14 March is Commonwealth Day and it will be observed here in London with a special service at Westminster Abbey attended by Her Majesty the Queen, as Head of the Commonwealth.
Today the Commonwealth acts as ‘inclusive network for mutual support, development and growth of opportunity and rights for all’, says Commonwealth Secretary-General Kamalesh Sharma, which all sounds very familiar … !
It is no coincidence that many INTO member trusts are from countries also belonging to the Commonwealth – common language, common legal system, common bonds, common values.
Like the Commonwealth, INTO acts as a supranational platform through which to provide professional advice and coordination between the Trusts. It also offers smaller nations the opportunity to have their views and opinions heard on an international stage.
So, on the eve of Commonwealth Day, we look back to the first International Conference of National Trusts, held in 1978 and hosted by the National Trust for Scotland, which brought together the Trusts of the world for the first time.
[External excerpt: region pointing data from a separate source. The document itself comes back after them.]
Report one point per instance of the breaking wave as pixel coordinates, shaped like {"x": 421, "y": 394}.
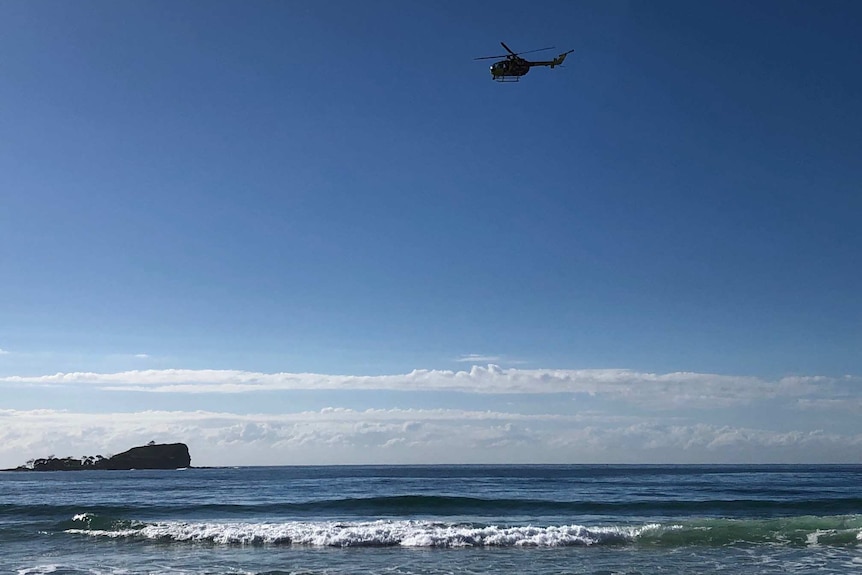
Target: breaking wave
{"x": 844, "y": 531}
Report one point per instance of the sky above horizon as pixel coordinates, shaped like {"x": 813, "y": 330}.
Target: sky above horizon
{"x": 317, "y": 232}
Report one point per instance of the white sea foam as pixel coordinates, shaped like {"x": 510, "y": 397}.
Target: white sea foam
{"x": 382, "y": 533}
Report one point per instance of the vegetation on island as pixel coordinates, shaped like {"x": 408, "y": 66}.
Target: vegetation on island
{"x": 150, "y": 456}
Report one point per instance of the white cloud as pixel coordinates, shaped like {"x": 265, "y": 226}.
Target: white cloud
{"x": 339, "y": 435}
{"x": 655, "y": 391}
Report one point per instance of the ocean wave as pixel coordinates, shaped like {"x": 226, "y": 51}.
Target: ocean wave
{"x": 441, "y": 506}
{"x": 798, "y": 531}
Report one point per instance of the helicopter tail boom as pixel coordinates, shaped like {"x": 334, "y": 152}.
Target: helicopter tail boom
{"x": 558, "y": 61}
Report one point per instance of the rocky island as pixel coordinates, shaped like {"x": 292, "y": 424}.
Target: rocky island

From then, the Conference crossed the globe: USA, Australia, UK, Bermuda, New Zealand, Gelderland, Puerto Rico, Alice Springs, Edinburgh (the 10th International Conference of National Trusts in 2003 set out the parameters of the organisation that would become INTO), Washington DC, New Delhi (held in 2007, when INTO was formally launched) and from there to Dublin (2009), Victoria, Canada (2011), Entebbe, Uganda (2013) and Cambridge, England (2015).
And now we look ahead to the Bali Conference in 2017 which will explore the role heritage trusts can play in enabling communities to strengthen their cultural heritage and improve their quality of life while conserving their environment.
Closer to home, today I enjoyed a family visit to Kingston Lacy, an Italianate Palazzo in the heart of Dorset. Bequeathed to the National Trust in 1981, it is a trip around the world in an afternoon, a true evocation of the Grand Tour – the 18th Century equivalent of a ‘gap year’ – undertaken by William John Bankes two hundred years ago. Rather than bringing back endless photographs and tacky souvenirs, Grand Tourers filled crates with paintings, sculptures and a love of ancient classical architecture.
Wikipedia calls Bankes a ‘an explorer, Egyptologist and adventurer’ and the home he had remodelled to reflect his travels includes the Spanish room lined with Venetian gilded leather and Spanish paintings; a set of doors from the Vatican; a collection of Old Masters featuring Titian, Rubens, Tintoretto and Velázquez; the Guido Reni ceiling fresco from Bologna; an extensive collection of Egyptian artefacts including several obelisks (Bankes also visited Palmyra and Petra); the Japanese Garden … I could go on (there is more information about Kingston Lacy’s treasures here) but suffice it to say that Kingston Lacy is joyful international feast – and a Grand Day Out!